By Dan Jones VIA Technologies Inc has revealed the first fruit of its acquisition of the Cyrix x86 processor unit, a CPU codenamed ‘Joshua’ which is intended to challenge Intel Corp’s Celeron in the low-cost PC marketplace. VIA’s somewhat incredible plan is to drive Intel and Advanced Micro Devices Inc from the sub-$1000 PC market […]
By Dan Jones
VIA Technologies Inc has revealed the first fruit of its acquisition of the Cyrix x86 processor unit, a CPU codenamed ‘Joshua’ which is intended to challenge Intel Corp’s Celeron in the low-cost PC marketplace. VIA’s somewhat incredible plan is to drive Intel and Advanced Micro Devices Inc from the sub-$1000 PC market when it rolls out the chips in 1999 and 2000.

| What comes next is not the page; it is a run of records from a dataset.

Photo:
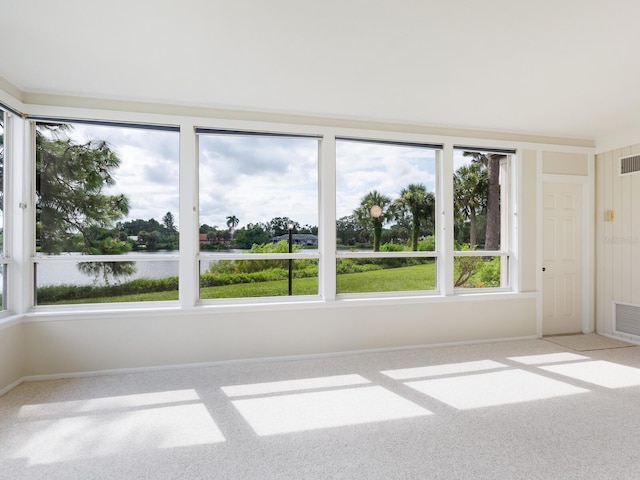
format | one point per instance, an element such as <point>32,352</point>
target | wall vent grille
<point>629,165</point>
<point>627,318</point>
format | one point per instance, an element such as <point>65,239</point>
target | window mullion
<point>327,218</point>
<point>189,268</point>
<point>446,227</point>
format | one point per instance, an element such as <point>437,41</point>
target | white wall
<point>64,344</point>
<point>617,241</point>
<point>12,354</point>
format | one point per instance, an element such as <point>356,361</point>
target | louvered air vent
<point>627,318</point>
<point>629,165</point>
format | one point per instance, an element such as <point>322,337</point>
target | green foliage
<point>364,217</point>
<point>489,274</point>
<point>71,179</point>
<point>252,234</point>
<point>66,293</point>
<point>427,244</point>
<point>465,268</point>
<point>393,247</point>
<point>280,226</point>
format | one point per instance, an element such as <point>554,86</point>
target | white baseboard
<point>119,371</point>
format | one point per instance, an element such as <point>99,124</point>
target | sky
<point>254,178</point>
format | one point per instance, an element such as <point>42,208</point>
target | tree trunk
<point>473,230</point>
<point>415,230</point>
<point>377,233</point>
<point>492,234</point>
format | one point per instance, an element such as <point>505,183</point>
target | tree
<point>420,204</point>
<point>280,226</point>
<point>71,179</point>
<point>252,234</point>
<point>491,161</point>
<point>469,187</point>
<point>171,231</point>
<point>169,223</point>
<point>366,214</point>
<point>232,223</point>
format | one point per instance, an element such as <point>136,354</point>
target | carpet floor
<point>511,410</point>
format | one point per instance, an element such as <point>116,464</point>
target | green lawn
<point>417,277</point>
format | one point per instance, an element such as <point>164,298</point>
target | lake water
<point>67,272</point>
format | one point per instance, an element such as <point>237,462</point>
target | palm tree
<point>469,187</point>
<point>366,214</point>
<point>232,223</point>
<point>419,203</point>
<point>491,161</point>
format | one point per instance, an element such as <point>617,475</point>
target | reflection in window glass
<point>258,195</point>
<point>105,190</point>
<point>385,202</point>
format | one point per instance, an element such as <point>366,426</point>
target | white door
<point>562,258</point>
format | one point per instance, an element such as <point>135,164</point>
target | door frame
<point>588,229</point>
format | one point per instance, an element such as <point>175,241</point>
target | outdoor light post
<point>290,227</point>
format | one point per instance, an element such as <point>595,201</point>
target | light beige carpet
<point>587,342</point>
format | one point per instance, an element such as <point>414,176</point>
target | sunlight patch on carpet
<point>117,402</point>
<point>599,372</point>
<point>317,410</point>
<point>293,385</point>
<point>447,369</point>
<point>549,358</point>
<point>106,434</point>
<point>493,388</point>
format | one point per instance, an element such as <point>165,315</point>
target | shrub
<point>489,274</point>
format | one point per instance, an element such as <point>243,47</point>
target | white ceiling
<point>550,67</point>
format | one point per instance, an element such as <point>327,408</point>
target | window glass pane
<point>105,190</point>
<point>385,196</point>
<point>480,272</point>
<point>478,191</point>
<point>258,194</point>
<point>2,123</point>
<point>362,275</point>
<point>3,282</point>
<point>69,282</point>
<point>258,278</point>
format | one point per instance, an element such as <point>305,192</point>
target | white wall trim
<point>287,358</point>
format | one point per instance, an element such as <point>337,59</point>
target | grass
<point>418,277</point>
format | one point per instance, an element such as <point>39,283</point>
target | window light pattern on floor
<point>345,400</point>
<point>102,427</point>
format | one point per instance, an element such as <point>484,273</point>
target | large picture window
<point>386,222</point>
<point>106,213</point>
<point>480,196</point>
<point>258,230</point>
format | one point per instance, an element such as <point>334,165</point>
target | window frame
<point>34,258</point>
<point>207,256</point>
<point>436,254</point>
<point>507,229</point>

The Taiwanese company unveiled Joshua at series of seminars entitled ‘PC200’, which it held in Tokyo, Japan last week with AMD, Nvidia Corp, Micron Technologies Inc, S3 Inc and others. Joshua is a modified version of Cyrix’s MII design, using a new core called Cayenne and featuring 3D extensions and a highly pipelined floating point unit (FPU). The chip uses a Socket 370 connection and is packaged in a ceramic pin grid array (CPGA) package. The Celeron also uses a Socket 370 and VIA has chosen to highlight the advantages it claims that Joshua has over Intel’s value processor, even though the chip also has a GTL-plus connection and could theoretically compete with the Pentium II and III.

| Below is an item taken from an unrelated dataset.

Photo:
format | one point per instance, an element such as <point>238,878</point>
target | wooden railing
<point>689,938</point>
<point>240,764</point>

Perhaps the most important aspect of the Joshua design is its unified cache unit. VIA claims that the 64k level one and 256k level two cache design gives the chip a total of 320k addressable cache. In comparison, VIA claims that the Celeron’s cache architecture gives it a total addressable 128k cache. If these claims hold water – and nobody has seen anything more than a prototype version of the chip running yet – the chip may offer a significant performance hike for applications that heavily call on the cache memory, such as games and multimedia streaming.
VIA showed a 350MHz demonstration version of Joshua at the seminars. However, it expects to launch the processors before the end of 1999 running at over 500MHz. Intel’s roadmap has the next revision of the Celeron arriving in 2000, running at 550MHz plus.

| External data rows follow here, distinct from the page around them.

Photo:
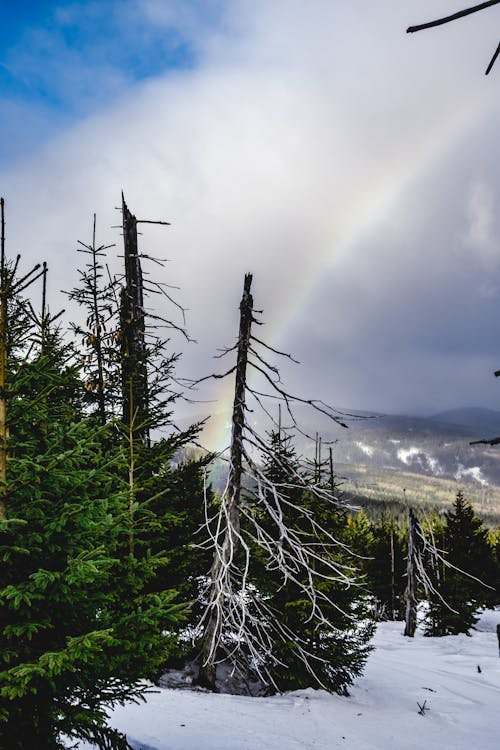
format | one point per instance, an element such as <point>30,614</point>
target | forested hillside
<point>121,562</point>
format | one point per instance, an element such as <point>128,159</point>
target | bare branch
<point>453,17</point>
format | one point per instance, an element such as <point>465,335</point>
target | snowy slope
<point>380,714</point>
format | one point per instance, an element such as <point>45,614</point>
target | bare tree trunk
<point>3,371</point>
<point>411,587</point>
<point>393,597</point>
<point>133,334</point>
<point>207,674</point>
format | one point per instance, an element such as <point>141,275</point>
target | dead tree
<point>413,562</point>
<point>454,17</point>
<point>133,333</point>
<point>238,625</point>
<point>231,543</point>
<point>424,557</point>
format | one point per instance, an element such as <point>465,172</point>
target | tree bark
<point>3,371</point>
<point>411,587</point>
<point>230,544</point>
<point>133,334</point>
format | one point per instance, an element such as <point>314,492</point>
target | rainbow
<point>376,199</point>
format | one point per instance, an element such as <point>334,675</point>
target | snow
<point>382,713</point>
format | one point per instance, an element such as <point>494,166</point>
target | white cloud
<point>321,148</point>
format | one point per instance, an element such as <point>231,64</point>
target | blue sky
<point>352,167</point>
<point>61,61</point>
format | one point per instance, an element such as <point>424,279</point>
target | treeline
<point>117,559</point>
<point>462,578</point>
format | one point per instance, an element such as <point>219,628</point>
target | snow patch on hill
<point>382,713</point>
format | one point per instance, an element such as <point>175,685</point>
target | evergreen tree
<point>460,589</point>
<point>86,612</point>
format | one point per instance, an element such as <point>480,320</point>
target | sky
<point>351,167</point>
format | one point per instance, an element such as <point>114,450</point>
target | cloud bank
<point>349,166</point>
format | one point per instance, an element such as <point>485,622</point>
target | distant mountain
<point>483,421</point>
<point>437,446</point>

So can VIA succeed where others have failed and beat Intel out of the value CPU market? One obstacle in its way is Intel’s impending legal action against VIA. If Intel can prove that VIA has no rights to use the National Semiconductor x86 license, which was part of the deal when it bought the Cyrix unit, or the Centaur license acquired from its IDT deal, then VIA’s plans are scuttled. Assuming that doesn’t happen then three factors come into play: price; performance and brand loyalty.
VIA has frequently boasted that it will be able to beat Intel on pricing and can meet demand because of its close ties with the large Taiwanese foundry plants. Indeed, at the Intel Developers Forum last month, Intel senior vice president of desktop products, Pat Gelsinger, said that his company was more paranoid about VIA than it was about AMD. Initially, at least, VIA looks as though it will keep pace in the clock speed race. And on the industry side, VIA will be able to push forward with its PC133 memory specification, as the chip supports either a 66, 100 or 133MHz front side bus. This may be a factor for some chip infrastructure and OEM vendors. However, on the consumer side, brand loyalty may become a factor. Intel is a name that consumers know, whereas Cyrix – although it helped to create the value processor market – was soon beaten down by Intel and AMD.
However, it seems that VIA could be planning to redefine exactly what a low-end processor costs and where entry-level begins. Typically, an $800 PC system contains $200 to $300 worth of chips. VIA says that it is aiming its new processor at systems costing approximately $500. As a chipset designer, VIA has been steadily whittling away at the price of PC infrastructure and integrating more functions into the chipset. The Joshua processor is the next step in reducing these costs and would certainly be in tune with industry trends towards free and extremely low- cost PCs.
Certainly, Peter Glaskowsky, analyst at the Microprocessor Report, thinks that changing the nature of the market is VIA’s strategy. If VIA could redefine ‘entry level’ to include systems that sell for, say, $400 or less, then it may well be able to dominate this space simply because AMD and Intel may not be interested in selling a microprocessor, chip set, and possibly a graphics accelerator as well for a total cost of under $100, he said. However, he warns against writing Intel off just yet. I still wouldn’t bet against Intel, however. It has better design and fab resources than VIA, and I believe it could match VIA step-for-step in any market segment if it felt there was money to be made there, he said. And the move towards ‘internet appliances’ and different systems for home computing could make VIA’s PC-centric strategy outdated, Glaskowsky warns: if I were VIA, I’d also be very concerned about competing with Sony’s Playstation 2 and the Nintendo Dolphin. Both of these systems will sell for under $400 and will be much more than mere video- game consoles. They should be a better fit than any Windows PC for entry-level computing needs.